Sou uma criança, não entendo nada



Imagem: Reprodução


Vez por outra nos vemos com a alma atarantada. Ouvindo a canção de Erasmo e Roberto Carlos, fiquei refletindo o quanto somos imaturos ao envelhecer. Quando somos crianças podemos nos exceder, falar e agir de forma errada. Podemos errar na medida do sentimento e tudo permanece na linha da beleza. Afinal, o papel da criança é sempre ser uma ‘graça’. Assim fica razoavelmente fácil. Julgamos as ações dos pequenos como se não compreendessem nada. Na realidade, quando recobramos a memória infantil lembramos o quanto éramos conscientes na maioria de nossas ações.

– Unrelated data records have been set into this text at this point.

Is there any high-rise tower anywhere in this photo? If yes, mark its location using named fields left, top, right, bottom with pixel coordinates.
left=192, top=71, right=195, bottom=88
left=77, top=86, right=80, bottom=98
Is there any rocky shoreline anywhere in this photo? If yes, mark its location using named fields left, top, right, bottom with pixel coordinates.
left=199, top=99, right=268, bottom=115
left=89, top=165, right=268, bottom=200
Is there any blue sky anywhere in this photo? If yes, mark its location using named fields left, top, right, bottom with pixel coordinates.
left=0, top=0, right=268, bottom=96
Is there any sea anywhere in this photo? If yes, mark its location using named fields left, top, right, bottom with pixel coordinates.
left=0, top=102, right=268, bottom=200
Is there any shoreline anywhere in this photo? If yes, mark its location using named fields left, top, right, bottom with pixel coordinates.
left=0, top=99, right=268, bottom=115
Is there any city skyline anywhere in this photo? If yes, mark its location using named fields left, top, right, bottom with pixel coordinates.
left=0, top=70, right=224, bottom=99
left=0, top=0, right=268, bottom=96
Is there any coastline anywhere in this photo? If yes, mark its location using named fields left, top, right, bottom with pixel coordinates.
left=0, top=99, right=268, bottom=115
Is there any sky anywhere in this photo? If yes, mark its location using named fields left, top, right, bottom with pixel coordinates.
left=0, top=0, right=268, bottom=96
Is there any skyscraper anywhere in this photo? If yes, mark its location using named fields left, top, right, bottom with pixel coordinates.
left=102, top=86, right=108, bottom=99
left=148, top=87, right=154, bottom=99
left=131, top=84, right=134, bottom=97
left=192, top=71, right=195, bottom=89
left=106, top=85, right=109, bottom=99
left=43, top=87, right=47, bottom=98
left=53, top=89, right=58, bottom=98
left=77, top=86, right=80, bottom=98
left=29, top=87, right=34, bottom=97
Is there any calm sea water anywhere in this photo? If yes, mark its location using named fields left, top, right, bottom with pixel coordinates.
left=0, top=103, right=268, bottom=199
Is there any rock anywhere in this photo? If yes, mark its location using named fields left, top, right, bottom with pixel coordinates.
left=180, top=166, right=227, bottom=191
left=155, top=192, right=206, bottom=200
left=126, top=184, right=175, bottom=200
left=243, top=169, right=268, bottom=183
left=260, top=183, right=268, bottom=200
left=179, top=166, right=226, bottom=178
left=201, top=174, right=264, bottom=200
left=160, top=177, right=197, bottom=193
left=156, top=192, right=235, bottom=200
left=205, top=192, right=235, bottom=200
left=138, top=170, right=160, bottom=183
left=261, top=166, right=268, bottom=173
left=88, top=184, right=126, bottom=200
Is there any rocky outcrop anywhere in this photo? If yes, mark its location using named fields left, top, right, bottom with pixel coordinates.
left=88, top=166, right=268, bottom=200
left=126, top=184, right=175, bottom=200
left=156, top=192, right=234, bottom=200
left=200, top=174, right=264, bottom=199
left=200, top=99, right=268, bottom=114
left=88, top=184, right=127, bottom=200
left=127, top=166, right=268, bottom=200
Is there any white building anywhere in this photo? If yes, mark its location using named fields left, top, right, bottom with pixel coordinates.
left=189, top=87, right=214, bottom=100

Ao passo que nos desenvolvemos emocionalmente as coisas, situações, parecem fazer todo o sentido. Exigem-nos maturidade. A questão é que, retomando a canção de Erasmo e Roberto, regredimos, simbolicamente falando. Ocorre aí um paradoxo. Os nossos problemas nos fazem ficar sérios e aparentemente entendedores de tudo. Mas por dentro somos apenas crianças e não entendemos absolutamente nada. Interessante como vez por outra a vida - às vezes tenho a impressão que trato a vida como uma pessoa literal - nos leva de volta ao passado com personagens diferentes. Como se tivéssemos sido um ser diferente com cada indivíduo que cruzou nosso caminho. Aliás, somos diferentes para cada pessoa. Fez-me recordar um poema lindo de Fernando Pessoa que diz que somos aquilo com quem simpatizamos. Podemos ser uma pedra, uma ânsia, uma flor, uma ideia abstrata, uma multidão, uma forma de compreender Deus. Simpatizamos com tudo, vivemos tudo. Pessoa estava coberto de razão! De volta à personagem, os impressionantes capítulos desse grande livro que fazemos parte ressuscitou um ser que muito admirei, observei e convivi. Há muita verdade quando dizem que há pessoas que podemos ficar um longo tempo sem ver que ainda assim perece ter se despedido há minutos atrás. E exatamente do ponto de despedida consigo compreender suas ações, mas não as voltas que sua história teve. Há uma complexidade no desenrolar dos acontecimentos. E aí me mostro imaturo como a criança para um adulto. Mas sempre fica a certeza de que as coisas irão terminar bem. Afinal, fui treinado desde muito jovem para isso. De que serviram os contos de fadas, aulas de literatura, livros de romance? Para crer que na vida tudo acaba bem e tem uma explicação. E eu creio!